Ante el destino de cruz, la condición humana se estremece. Su voluntad de
entregar su vida por nuestra salvación le lleva a tener que pasar por donde no
quiere, con la confianza de que su Padre no lo abandonará. Se siente
internamente dividido entre un deseo y una angustia, es la lucha interior que
en el huerto de Getsemaní le hará sudar sangre, la lucha del amor que vence en
la prueba suprema.
Jesús
es consciente de que su proclamación del reino, como triunfo del amor y de la
justicia de Dios en el mundo, ha sido acogida por algunos, pero ha chocado
desde el inicio de su predicación con la incomprensión de la mayoría, aun de
sus propios familiares, y la oposición cada vez más hostil de las autoridades
del pueblo. La fidelidad a su proyecto, en perfecta sintonía con los designios
del Padre, le ha creado enemigos, que se muestran más poderosos y violentos a
medida que se acerca a Jerusalén, capital del poder político y religioso. Por
eso sus palabras se vuelven cada vez más exigentes: no puede dejar de advertir
a sus discípulos que su mensaje produce divisiones en la sociedad y
confrontación hasta en la propia familia.
Hoy
también Jesucristo sigue llamando a la radicalidad de su seguimiento, que puede
llevar a posponer, de forma más o menos espinosa y difícil, otros valores –tan
amados como el valor familia– para que el evangelio prevalezca en la
orientación de la propia conducta. Él ha venido a traer la paz de unidad y de justicia.

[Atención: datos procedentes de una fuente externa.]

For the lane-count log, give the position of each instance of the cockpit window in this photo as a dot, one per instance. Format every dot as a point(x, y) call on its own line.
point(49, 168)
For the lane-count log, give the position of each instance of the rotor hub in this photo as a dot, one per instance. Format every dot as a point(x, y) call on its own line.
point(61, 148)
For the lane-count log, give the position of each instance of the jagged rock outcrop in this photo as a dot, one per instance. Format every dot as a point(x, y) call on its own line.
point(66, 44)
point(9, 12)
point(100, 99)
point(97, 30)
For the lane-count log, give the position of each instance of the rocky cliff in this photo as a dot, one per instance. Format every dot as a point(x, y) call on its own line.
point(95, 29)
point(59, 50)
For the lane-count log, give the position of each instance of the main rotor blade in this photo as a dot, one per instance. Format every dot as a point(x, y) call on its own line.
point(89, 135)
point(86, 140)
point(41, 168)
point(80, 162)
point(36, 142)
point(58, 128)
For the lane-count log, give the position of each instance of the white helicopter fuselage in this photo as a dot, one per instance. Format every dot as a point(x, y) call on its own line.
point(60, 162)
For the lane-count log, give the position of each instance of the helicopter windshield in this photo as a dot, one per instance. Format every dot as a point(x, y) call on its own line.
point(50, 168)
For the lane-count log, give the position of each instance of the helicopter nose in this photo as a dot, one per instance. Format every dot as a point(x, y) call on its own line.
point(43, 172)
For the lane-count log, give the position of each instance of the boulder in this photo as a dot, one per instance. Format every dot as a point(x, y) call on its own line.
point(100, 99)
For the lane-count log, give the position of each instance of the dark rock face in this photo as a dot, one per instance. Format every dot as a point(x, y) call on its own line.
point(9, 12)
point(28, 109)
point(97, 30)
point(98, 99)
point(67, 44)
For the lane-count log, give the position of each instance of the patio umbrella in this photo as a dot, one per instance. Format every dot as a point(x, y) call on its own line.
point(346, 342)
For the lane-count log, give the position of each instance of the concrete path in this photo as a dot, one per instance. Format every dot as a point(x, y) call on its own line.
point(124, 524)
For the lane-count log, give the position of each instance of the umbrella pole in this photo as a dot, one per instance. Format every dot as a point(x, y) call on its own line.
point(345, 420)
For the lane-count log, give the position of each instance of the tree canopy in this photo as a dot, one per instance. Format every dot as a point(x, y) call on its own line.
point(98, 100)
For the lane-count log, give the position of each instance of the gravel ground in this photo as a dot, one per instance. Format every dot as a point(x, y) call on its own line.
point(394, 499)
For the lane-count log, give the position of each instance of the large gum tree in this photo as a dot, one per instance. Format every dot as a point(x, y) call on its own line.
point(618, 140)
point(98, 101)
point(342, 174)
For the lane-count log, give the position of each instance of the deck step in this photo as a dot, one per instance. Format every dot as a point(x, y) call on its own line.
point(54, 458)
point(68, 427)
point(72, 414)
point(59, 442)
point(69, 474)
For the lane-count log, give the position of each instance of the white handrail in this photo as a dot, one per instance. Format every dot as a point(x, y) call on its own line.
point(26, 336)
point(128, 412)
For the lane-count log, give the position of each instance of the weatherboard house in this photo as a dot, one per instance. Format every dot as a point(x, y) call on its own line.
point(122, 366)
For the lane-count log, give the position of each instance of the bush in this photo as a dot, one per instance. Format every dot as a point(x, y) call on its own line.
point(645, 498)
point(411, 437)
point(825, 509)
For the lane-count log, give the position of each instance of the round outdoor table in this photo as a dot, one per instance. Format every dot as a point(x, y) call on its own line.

No una paz barata, sin mayores exigencias y alcances. El compromiso por la
justicia, que el reino de Dios exige, puede producir a veces separación o incomprensión
de los otros. El cristiano las asumirá con la firmeza de sus convicciones,
detrás de las cuales actúa siempre el amor de Dios que triunfa.
El
mensaje cristiano siempre podrá parecer crítico porque busca, interroga,
conmueve. La palabra del Señor enfrenta a toda sociedad mal organizada e
interpela también a la Iglesia por las adherencias que se le pegan en su labor
por el reino. El evangelio es actual
y lúcido; utiliza códigos culturales de hoy, pero no concuerda con
proclamas ideológicas.
Es
esperanzador, libera, comunica
el Espíritu de Dios que siempre alienta e impulsa, no desanima ni humilla; pero
propone el ejemplo de Jesús, que nunca pretendió estar de acuerdo con todos ni a
cualquier precio, ni quiso poner su vida a salvo sino entregarla. El evangelio
es el sueño de Jesús de una humanidad realmente fraterna, un mundo donde sea
posible la justicia. Ese es el fuego interior que le mueve, el fuego que ha venido a traer a la tierra, y cómo
desearía que estuviera ya propagándose.
¡Ojalá
estuviera ya ardiendo! Pero nos da miedo ese fuego de
amor y justicia, y no le permitimos que prenda en nosotros. Olvidamos lo que
dice San Pablo: Es cierta esta verdad: Si
con él morimos, viviremos con él; si con él sufrimos, reinaremos con él; si lo
negamos, también él nos negará; si le somos infieles, él permanece fiel porque
no puede negarse a sí mismo (2 Tim 2, 12-14).